SGE
SGE

Reputation: 2367

Stop regular expression from matching across lines

I have a regular expression,

end\\s+[a-zA-Z]{1}[a-zA-Z_0-9]

which is supposed to match a line with the specifications

end abcdef123

where abcdef123 must start with a letter and subsequent alphanumeric characters.

However currently it is also matching this

foobar barfooend
bar fred bob

It's picking up that end at the end of barfooend and also picking up bar in effect returning end bar as a legitimate result.

I tried

^end\\s+[a-zA-Z]{1}[a-zA-Z_0-9]

but that doesn't seem to work at all. It ends up matching nothing. It should be fairly simple but I can't seem to nut it out.

Upvotes: 4

Views: 10711

Answers (3)

Marc
Marc

Reputation: 2639

You can use \b (word boundary detection) to check a word boundary. In our case we will use it to match the beginning of the word end. It can also be used to match the end of a word.

As @nhahtdh stated in his comment the {1} is redundant as [a-zA-Z] already matches one letter in the given range.

Also your regex does not do what you want because it only matches one alphanumeric character after the first letter. Add a + at the end (for one or more times) or * (for zero or more times).

This should work:

"\\bend\\s+[a-zA-Z]{1}[a-zA-Z_0-9]*"

Edit : I think \b is better than ^ because the latter only matches the beginning of a line.

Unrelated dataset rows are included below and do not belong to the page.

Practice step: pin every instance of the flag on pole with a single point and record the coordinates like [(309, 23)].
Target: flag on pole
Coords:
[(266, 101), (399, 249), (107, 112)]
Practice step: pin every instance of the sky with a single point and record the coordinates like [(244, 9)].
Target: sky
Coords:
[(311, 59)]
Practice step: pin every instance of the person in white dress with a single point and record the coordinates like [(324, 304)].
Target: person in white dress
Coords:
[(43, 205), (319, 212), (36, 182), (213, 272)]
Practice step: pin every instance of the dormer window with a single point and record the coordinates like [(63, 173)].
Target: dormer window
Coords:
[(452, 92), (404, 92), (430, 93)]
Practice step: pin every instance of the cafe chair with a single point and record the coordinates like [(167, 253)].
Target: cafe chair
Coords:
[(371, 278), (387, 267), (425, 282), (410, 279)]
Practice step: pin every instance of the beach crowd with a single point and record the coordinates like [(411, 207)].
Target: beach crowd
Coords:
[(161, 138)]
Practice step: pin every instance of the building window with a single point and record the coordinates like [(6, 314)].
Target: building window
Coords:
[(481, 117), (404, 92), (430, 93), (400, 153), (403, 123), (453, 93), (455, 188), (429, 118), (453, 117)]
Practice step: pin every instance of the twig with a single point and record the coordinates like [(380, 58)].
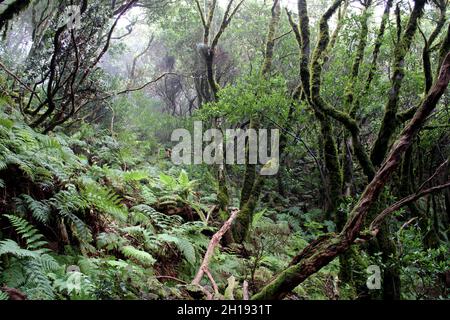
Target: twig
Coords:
[(396, 206), (246, 295), (15, 77), (212, 245), (171, 278)]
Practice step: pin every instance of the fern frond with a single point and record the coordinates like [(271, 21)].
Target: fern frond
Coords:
[(31, 235), (11, 247), (139, 256), (39, 210), (3, 296)]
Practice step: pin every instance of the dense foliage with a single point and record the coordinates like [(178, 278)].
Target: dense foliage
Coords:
[(92, 207)]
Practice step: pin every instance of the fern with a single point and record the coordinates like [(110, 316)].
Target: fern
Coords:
[(11, 247), (138, 255), (3, 296), (183, 245), (40, 210), (106, 201), (32, 237)]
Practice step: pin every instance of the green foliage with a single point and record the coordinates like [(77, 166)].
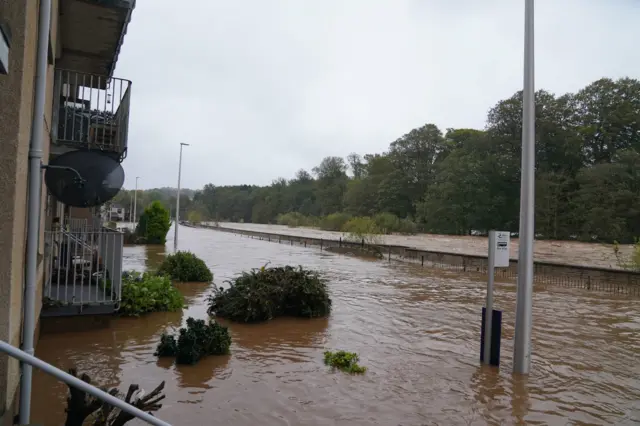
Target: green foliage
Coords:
[(344, 361), (334, 221), (296, 219), (630, 262), (194, 342), (194, 217), (458, 181), (362, 228), (154, 224), (185, 266), (144, 293), (266, 293)]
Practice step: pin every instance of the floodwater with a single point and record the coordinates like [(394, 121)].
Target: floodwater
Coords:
[(416, 330), (567, 252)]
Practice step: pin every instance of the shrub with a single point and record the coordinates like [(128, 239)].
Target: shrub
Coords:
[(387, 223), (295, 219), (194, 342), (154, 224), (344, 361), (194, 217), (362, 228), (631, 261), (334, 221), (266, 293), (143, 293), (186, 267)]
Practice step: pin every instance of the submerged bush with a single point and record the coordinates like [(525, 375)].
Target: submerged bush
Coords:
[(266, 293), (186, 267), (194, 342), (362, 229), (154, 224), (344, 361), (295, 219), (387, 223), (144, 293), (631, 261), (334, 221)]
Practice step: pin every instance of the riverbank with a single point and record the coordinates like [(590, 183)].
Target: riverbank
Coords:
[(564, 252), (417, 330), (545, 272)]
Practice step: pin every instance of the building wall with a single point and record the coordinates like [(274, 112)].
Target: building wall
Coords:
[(17, 89)]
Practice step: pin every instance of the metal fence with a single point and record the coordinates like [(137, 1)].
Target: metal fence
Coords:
[(545, 273), (91, 111), (83, 266)]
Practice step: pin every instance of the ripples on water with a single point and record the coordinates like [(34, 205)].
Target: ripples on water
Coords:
[(416, 330)]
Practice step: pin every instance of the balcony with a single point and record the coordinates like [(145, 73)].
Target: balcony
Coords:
[(83, 274), (90, 112)]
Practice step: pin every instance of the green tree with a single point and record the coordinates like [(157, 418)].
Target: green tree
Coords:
[(154, 224)]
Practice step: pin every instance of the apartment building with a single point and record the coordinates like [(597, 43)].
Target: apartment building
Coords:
[(86, 108)]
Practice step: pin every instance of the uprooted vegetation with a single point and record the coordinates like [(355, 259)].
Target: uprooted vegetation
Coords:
[(185, 266), (344, 361), (266, 293), (195, 341), (145, 293)]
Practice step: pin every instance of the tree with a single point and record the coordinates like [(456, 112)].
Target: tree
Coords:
[(154, 224), (587, 186)]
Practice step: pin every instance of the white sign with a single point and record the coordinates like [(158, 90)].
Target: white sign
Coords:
[(501, 249)]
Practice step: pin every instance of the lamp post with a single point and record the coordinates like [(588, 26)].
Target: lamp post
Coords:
[(522, 338), (175, 234), (135, 203)]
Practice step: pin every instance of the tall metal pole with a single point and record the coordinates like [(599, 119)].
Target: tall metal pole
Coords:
[(177, 221), (36, 146), (131, 210), (135, 203), (488, 316), (522, 339)]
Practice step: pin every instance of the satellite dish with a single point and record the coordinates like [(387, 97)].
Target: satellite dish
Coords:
[(84, 178)]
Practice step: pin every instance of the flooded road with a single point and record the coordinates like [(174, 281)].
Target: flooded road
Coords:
[(416, 330), (565, 252)]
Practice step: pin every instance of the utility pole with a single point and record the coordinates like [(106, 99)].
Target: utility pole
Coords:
[(175, 234), (135, 204), (523, 326)]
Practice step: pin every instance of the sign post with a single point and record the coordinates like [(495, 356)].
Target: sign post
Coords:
[(498, 258)]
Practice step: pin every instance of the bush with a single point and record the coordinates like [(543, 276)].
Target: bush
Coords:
[(267, 293), (185, 266), (194, 217), (631, 261), (408, 227), (197, 340), (387, 223), (334, 221), (154, 224), (362, 228), (295, 219), (144, 293), (345, 361)]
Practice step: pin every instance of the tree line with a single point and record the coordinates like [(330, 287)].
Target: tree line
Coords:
[(461, 181)]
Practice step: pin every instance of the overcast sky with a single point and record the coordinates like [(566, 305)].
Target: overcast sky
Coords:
[(263, 88)]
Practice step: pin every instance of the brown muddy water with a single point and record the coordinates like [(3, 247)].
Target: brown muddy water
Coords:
[(416, 330)]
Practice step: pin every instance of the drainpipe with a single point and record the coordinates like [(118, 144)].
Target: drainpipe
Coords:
[(34, 206)]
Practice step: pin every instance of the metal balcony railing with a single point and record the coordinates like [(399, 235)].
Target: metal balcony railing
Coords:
[(77, 383), (91, 112), (83, 268)]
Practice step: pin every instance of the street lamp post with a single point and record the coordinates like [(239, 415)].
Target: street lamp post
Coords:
[(135, 203), (522, 338), (177, 220)]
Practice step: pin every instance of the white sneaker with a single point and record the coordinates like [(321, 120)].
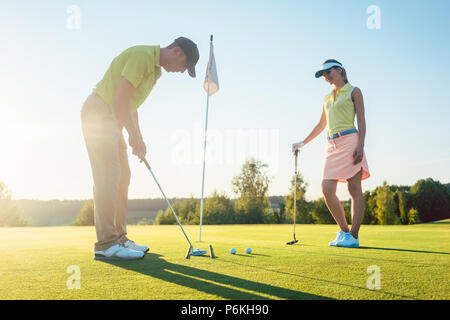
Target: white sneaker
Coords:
[(133, 246), (348, 241), (118, 252), (339, 235)]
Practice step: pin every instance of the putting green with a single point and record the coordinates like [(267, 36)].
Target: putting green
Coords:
[(394, 262)]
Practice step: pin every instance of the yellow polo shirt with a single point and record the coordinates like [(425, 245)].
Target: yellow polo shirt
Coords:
[(139, 65), (340, 113)]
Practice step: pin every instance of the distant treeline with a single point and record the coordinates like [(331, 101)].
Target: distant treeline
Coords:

For example take this input : "end azd123 end bfg456" There will be only one match for ^ when \b will help matching both.

Upvotes: 4

Paul Vargas
Paul Vargas

Reputation: 42020

Try the regular expression:

end[ ]+[a-zA-Z]\w+

\w is a word character: [a-zA-Z_0-9]

Upvotes: 0

stema
stema

Reputation: 92976

\s includes also newline characters. So you either need to specify a character class that has only the wanted whitespace charaters or exclude the not wanted.